Clearly, someone has invested a great deal to bring this heritage building into the current millennium.
That "someone" is Clayton Smith of the Commercial Realty Group. I'm not fond of the glass enclosure at the top of the building, but otherwise I'd say Smith's architects (George Robb/George Popper) have done exemplary work.
Here's another shot (different digital "filter"). Notice the closed discount shoe place to the right (the north side of the building, both facing east).
If we continue south down Yonge Street, we see further restoration/upgrade efforts of a similar commitment under way.
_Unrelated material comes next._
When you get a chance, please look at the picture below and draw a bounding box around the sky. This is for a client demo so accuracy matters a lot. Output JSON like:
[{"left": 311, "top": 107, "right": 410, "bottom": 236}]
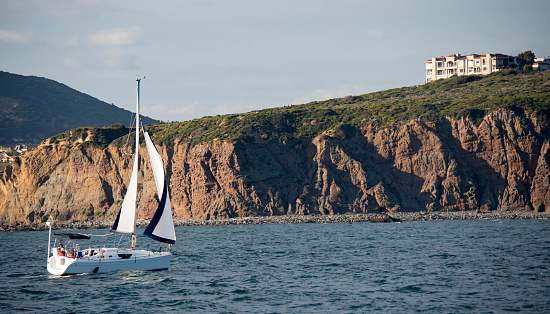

Crossing the street and facing east, we have this to look at:
This is typical of this portion of Yonge Street, which begins at the south at Front Street and extends north to Bloor Street. The majority of store fronts suggest relatively low rents, and shelves stocked with goods that have "fallen" off the back of a truck.
Even after Queen Street "gentrified" into just another Mall of America, there is no shortage of these sorts of enterprises or commercial districts in Toronto. It could be argued that just about any North American down town is similarly populated, but what is notable about this particular stretch of Yonge is its proximity to Bay Street, and the vaunted TSX. It's been some years since I was last in NYC, so you tell me: are there discount shoe stores and sports nutrition franchises flanking Wall Street?
That building housing "Popeye's" caught my eye, as well -- though not for complimentary reasons. I wondered if, with its reliance on concrete as a means to an aesthetic end, it was an example of "Brutalism." If so, it would be a very early entrant -- this is the Lumsden (now "Dynamic") Building, built in 1910.
Here is some history of the Lumsden Building. I'm not as taken with the Lumsden as the author, but there's no denying its fascinating history (Turkish bath in the basement!), or the imprint it leaves on the immediate neighbourhood. As is, it poses direct aesthetic challenges to its surroundings, and the current attempts to rejuvenate aesthetic appeal and interest.